This week two major international companies, airline British Airways and hotel giant Marriott International made headlines for suffering data breaches.
The companies face £183 million ($228 million) and £99 million ($123 million) fines respectively for data breaches that infringed new requirements set out by the EU’s General Data Protection Legislation (GDPR). Both penalties, issued by the UK’s Information Commissioner’s Office, are over 200 times more than the previous highest fine imposed. These incidents serve as a stark indication of the severity of the new GDPR regime.

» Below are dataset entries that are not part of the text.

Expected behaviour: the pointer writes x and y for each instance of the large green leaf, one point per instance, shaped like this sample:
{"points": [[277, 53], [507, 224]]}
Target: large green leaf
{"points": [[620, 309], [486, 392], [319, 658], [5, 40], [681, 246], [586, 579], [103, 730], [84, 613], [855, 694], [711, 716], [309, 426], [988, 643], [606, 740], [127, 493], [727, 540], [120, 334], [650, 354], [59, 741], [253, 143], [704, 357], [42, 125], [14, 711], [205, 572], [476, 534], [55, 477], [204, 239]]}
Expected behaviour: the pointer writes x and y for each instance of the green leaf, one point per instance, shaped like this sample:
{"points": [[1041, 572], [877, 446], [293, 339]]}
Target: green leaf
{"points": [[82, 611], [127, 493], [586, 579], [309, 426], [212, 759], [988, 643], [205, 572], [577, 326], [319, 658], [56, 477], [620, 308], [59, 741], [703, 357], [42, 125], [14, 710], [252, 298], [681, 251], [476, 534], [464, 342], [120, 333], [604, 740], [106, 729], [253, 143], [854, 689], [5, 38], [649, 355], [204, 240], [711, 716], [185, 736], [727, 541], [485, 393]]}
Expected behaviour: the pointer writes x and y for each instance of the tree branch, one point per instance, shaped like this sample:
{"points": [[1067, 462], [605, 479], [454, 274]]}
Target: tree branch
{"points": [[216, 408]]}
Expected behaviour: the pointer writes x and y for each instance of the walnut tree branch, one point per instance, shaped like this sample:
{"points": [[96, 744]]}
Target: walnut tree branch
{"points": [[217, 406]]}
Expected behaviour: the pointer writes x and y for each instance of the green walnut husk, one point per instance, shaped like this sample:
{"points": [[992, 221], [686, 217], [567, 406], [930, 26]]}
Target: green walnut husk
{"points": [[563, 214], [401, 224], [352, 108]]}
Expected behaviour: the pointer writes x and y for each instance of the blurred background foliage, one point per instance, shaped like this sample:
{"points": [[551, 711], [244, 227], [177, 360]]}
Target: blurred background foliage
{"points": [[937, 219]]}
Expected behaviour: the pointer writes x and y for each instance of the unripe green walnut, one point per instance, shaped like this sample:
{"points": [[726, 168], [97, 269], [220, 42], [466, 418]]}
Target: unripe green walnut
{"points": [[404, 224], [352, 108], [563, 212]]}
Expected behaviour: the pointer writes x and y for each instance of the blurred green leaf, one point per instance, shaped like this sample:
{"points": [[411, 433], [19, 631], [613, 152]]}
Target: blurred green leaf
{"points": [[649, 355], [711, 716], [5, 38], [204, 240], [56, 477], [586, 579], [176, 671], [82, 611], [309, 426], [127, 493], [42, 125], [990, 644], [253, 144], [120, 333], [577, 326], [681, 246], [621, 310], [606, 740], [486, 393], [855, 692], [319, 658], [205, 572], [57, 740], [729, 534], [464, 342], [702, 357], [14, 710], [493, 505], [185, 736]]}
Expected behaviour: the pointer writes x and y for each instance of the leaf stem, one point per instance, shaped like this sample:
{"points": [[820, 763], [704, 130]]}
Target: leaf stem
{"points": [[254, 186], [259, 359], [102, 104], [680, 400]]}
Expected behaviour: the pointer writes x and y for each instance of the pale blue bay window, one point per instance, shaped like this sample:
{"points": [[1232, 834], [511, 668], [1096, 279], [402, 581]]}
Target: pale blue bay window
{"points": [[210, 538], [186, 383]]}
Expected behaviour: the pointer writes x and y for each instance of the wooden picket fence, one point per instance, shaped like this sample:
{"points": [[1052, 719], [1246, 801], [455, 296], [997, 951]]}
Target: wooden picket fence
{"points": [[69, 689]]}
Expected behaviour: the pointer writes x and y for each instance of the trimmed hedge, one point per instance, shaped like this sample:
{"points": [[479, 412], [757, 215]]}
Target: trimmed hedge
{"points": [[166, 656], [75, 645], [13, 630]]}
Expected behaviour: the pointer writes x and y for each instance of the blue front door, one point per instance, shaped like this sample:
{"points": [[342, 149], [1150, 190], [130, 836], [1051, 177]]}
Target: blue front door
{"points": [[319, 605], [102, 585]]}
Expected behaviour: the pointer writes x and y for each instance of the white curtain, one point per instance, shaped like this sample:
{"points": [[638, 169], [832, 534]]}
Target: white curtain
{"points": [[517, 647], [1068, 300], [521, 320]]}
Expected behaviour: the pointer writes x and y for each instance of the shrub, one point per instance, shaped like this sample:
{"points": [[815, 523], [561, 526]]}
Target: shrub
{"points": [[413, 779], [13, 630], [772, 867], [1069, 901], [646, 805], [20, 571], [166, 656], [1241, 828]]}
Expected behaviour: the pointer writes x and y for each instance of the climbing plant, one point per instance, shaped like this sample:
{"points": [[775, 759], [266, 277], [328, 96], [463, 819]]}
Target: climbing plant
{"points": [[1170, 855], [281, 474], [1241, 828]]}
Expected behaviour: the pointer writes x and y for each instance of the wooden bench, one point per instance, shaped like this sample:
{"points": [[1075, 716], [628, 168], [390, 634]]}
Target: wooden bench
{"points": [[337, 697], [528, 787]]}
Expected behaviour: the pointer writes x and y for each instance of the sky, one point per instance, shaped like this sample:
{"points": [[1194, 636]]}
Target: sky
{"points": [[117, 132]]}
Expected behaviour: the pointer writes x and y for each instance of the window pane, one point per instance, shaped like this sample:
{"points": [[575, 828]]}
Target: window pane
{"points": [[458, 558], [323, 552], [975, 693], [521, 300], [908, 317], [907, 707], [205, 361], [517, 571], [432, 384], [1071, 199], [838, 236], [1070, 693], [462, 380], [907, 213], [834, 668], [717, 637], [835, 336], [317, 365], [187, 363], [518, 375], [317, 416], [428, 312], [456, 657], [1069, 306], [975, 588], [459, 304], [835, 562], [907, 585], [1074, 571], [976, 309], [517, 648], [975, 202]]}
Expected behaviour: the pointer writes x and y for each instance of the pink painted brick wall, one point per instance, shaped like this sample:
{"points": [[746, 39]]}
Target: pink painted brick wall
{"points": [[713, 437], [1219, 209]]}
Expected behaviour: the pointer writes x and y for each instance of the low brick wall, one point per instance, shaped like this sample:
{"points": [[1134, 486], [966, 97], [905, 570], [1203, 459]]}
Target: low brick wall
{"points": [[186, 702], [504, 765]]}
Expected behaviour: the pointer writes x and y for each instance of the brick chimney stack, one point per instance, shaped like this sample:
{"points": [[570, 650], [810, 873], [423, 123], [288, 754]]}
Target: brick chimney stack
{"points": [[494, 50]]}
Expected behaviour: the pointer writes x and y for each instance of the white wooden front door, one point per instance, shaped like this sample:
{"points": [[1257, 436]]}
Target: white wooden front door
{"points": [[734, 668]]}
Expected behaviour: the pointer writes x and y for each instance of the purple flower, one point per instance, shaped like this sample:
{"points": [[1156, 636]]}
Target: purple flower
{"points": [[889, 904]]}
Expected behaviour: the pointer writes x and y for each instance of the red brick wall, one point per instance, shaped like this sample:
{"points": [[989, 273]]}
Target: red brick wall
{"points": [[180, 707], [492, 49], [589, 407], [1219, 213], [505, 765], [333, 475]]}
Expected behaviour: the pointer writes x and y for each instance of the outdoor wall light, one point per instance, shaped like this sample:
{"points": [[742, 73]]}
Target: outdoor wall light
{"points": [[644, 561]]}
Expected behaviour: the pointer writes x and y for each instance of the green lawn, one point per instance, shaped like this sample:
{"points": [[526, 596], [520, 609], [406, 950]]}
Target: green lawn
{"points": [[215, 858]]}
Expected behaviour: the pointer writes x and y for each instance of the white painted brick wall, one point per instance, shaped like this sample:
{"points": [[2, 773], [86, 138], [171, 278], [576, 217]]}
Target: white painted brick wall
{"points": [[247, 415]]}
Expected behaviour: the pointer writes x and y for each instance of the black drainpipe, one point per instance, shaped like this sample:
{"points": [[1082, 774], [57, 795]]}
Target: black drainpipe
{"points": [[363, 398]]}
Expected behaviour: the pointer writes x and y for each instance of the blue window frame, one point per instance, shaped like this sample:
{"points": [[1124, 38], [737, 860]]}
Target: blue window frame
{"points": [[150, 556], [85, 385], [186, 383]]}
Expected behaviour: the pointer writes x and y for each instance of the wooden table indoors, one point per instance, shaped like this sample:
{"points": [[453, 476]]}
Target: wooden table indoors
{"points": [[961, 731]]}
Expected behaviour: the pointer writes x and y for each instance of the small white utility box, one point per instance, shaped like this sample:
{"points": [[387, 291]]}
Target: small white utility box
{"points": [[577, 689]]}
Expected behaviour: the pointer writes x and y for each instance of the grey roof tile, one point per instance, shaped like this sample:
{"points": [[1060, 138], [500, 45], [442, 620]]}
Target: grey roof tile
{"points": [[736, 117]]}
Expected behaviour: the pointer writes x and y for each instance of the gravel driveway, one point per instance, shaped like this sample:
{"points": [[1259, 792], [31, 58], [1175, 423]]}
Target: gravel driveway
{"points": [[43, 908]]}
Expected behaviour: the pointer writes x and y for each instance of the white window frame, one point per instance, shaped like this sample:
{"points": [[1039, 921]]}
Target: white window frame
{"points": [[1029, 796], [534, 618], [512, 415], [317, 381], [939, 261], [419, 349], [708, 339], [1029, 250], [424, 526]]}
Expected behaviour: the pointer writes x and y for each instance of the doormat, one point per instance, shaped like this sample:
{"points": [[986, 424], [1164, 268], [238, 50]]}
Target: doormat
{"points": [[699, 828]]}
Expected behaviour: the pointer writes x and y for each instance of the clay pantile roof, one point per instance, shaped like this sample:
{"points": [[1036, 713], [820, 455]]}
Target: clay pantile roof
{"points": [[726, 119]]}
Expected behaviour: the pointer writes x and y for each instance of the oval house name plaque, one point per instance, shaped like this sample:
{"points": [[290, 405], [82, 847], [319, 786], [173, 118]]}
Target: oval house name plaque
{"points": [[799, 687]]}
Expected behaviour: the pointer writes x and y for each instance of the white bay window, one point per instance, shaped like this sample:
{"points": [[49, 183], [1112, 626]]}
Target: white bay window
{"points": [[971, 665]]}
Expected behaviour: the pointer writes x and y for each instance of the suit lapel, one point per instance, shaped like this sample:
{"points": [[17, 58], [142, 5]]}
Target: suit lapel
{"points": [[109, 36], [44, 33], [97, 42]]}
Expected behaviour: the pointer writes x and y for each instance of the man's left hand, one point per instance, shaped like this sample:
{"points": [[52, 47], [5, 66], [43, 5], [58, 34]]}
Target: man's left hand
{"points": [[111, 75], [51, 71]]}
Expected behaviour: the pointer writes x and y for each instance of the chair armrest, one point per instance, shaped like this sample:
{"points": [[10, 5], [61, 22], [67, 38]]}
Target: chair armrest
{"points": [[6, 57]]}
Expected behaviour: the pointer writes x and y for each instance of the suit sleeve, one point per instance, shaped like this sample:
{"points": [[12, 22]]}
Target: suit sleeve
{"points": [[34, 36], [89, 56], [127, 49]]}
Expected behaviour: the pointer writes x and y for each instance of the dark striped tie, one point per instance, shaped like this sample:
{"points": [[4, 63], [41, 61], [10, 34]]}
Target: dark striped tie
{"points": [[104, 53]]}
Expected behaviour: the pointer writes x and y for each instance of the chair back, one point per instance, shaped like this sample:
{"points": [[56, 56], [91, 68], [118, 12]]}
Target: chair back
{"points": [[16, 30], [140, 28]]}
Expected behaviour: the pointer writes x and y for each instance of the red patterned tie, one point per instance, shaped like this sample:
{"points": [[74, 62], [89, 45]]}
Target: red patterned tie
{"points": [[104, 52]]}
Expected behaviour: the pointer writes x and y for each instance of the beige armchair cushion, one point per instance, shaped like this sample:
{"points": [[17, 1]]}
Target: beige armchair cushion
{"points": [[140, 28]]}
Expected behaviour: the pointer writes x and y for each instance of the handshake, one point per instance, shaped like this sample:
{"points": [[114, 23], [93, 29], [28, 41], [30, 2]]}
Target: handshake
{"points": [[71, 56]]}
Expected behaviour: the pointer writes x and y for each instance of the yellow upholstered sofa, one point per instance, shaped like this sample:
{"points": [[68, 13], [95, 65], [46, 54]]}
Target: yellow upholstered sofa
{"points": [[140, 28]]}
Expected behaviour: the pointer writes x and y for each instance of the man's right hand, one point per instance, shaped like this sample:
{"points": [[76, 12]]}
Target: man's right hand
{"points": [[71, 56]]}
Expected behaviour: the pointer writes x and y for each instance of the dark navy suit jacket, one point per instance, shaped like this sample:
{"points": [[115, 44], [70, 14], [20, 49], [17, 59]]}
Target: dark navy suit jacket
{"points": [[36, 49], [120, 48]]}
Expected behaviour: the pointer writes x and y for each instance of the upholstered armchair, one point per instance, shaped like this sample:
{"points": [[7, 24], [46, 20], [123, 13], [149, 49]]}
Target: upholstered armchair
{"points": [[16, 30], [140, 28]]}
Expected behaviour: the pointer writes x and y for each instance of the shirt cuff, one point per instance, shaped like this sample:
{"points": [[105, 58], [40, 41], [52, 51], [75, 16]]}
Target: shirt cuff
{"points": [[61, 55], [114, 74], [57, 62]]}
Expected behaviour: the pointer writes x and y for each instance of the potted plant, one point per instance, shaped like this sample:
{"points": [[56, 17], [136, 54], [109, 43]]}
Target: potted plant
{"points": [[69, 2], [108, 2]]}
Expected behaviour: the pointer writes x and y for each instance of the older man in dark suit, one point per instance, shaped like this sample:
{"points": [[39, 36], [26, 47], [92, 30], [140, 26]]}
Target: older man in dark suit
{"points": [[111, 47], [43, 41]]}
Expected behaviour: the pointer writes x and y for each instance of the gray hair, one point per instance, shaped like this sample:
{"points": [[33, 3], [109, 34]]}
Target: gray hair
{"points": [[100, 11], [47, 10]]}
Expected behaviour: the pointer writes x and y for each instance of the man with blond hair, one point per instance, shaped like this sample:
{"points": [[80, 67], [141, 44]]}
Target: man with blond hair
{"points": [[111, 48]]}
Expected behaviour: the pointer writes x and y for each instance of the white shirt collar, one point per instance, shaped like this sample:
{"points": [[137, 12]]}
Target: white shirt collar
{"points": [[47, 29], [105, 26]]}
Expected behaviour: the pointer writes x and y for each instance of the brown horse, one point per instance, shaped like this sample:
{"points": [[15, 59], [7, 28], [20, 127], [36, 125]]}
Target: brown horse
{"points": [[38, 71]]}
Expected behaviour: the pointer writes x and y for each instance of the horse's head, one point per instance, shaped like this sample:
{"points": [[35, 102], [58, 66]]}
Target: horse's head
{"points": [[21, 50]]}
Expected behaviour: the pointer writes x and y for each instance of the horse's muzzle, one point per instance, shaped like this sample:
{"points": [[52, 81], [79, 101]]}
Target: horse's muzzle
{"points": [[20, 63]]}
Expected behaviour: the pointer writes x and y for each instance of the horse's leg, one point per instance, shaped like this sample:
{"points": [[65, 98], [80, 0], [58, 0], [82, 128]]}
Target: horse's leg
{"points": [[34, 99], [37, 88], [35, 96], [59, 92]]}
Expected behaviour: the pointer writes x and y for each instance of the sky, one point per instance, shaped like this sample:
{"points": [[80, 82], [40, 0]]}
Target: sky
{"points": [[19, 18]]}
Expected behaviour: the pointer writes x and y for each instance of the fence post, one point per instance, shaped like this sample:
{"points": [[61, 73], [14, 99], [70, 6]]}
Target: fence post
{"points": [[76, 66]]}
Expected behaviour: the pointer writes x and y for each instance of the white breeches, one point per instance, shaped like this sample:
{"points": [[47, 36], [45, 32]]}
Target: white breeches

British Airways fined £183M ($228M) for 2018 website hack
It was first disclosed in September 2018 that British Airways had suffered a security breach in which users of the BA website and app were diverted to a fraudulent site. Through this fake site, attackers harvested the details of over 500,000 customers. According to the ICO, obtained information included names, addresses, login and travel booking details, and credit card details. The cyberattack was believed to be the work of Magecart, a threat group which has been active since 2015. Attacks usually involve injecting card-skimming scripts into vulnerable e-commerce domains for the purpose of stealing credit card and personal information. Other victims of the Magecart group have included Ticketmaster, Feedify and broadcaster ABS-CBN.
Following an extensive investigation into the incident, the ICO said that “poor security arrangements” at the company led to the breach and issued a notice of its intention to fine BA £183.39M for infringements of the General Data Protection Regulation (GDPR).
“People’s personal data is just that – personal. When an organization fails to protect it from loss, damage or theft it is more than an inconvenience. That’s why the law is clear – when you are entrusted with personal data you must look after it. Those that don’t will face scrutiny…to check they have taken appropriate steps to protect fundamental privacy rights.”
– Elizabeth Denham, Information Commissioner
BA will now have 28 days to appeal this penalty. This fine has broken records and illustrates just how harsh the new GDPR legislation is likely to be going forward.
Marriott International fined £99M ($123M) for Starwood data breach
Just two days after the British Airways announcement, the ICO proved that fines of this magnitude would continue under the GDPR’s new regime by issuing a £99 million ($123 million) fine to hotel giant Marriott for a data breach that exposed the personal information of up to 383 million guests.
Marriott revealed last year that the central reservation database of Starwood hotel group (which it had acquired in 2016) had been hacked, exposing sensitive guest data including five million unencrypted passport numbers and eight million credit card records. The breach dated back to 2014 but authorities only discovered it in November 2018.
In a statement, Information Commissioner Elizabeth Denham addressed the new standards that must be met by organizations under the GDPR:
“The GDPR makes it clear that organizations must be accountable for the personal data they hold…Personal data has a real value so organizations have a legal duty to ensure its security, just like they would do with any other asset…we will not hesitate to take strong action when necessary to protect the rights of the public.”
Like British Airways, Marriott will have the chance to appeal these findings and the proposed penalty – once again a record-breaking amount issued under the GDPR’s new legislation.
Finally feeling GDPR’s impact
Officially introduced in May 2018, we are only now seeing the real impact of the EU’s GDPR. The BA penalty was the first to go public since new rules made it mandatory to report data security breaches. The Marriott announcement following just days after. These fines of £183.39M and £99.2M will be the largest ever issued by the ICO. These penalties are 202 and 367 times as high as the previous record; £500,000 ($624,000) imposed on Facebook for its role in the Cambridge Analytica scandal. The Facebook incident affected as many as 87 million users.
Uber, Carphone Warehouse, Equifax, and TalkTalk have also had to pay over £400,000 ($500,000) each for similar incidents in recent years. However, GDPR now allows this maximum penalty to increase to 4% of annual turnover. Given that BA’s record fine only amounts to 1.5% of its worldwide turnover. These developments highlight the severity for companies who fail to take proper security measures around customer’s personal data.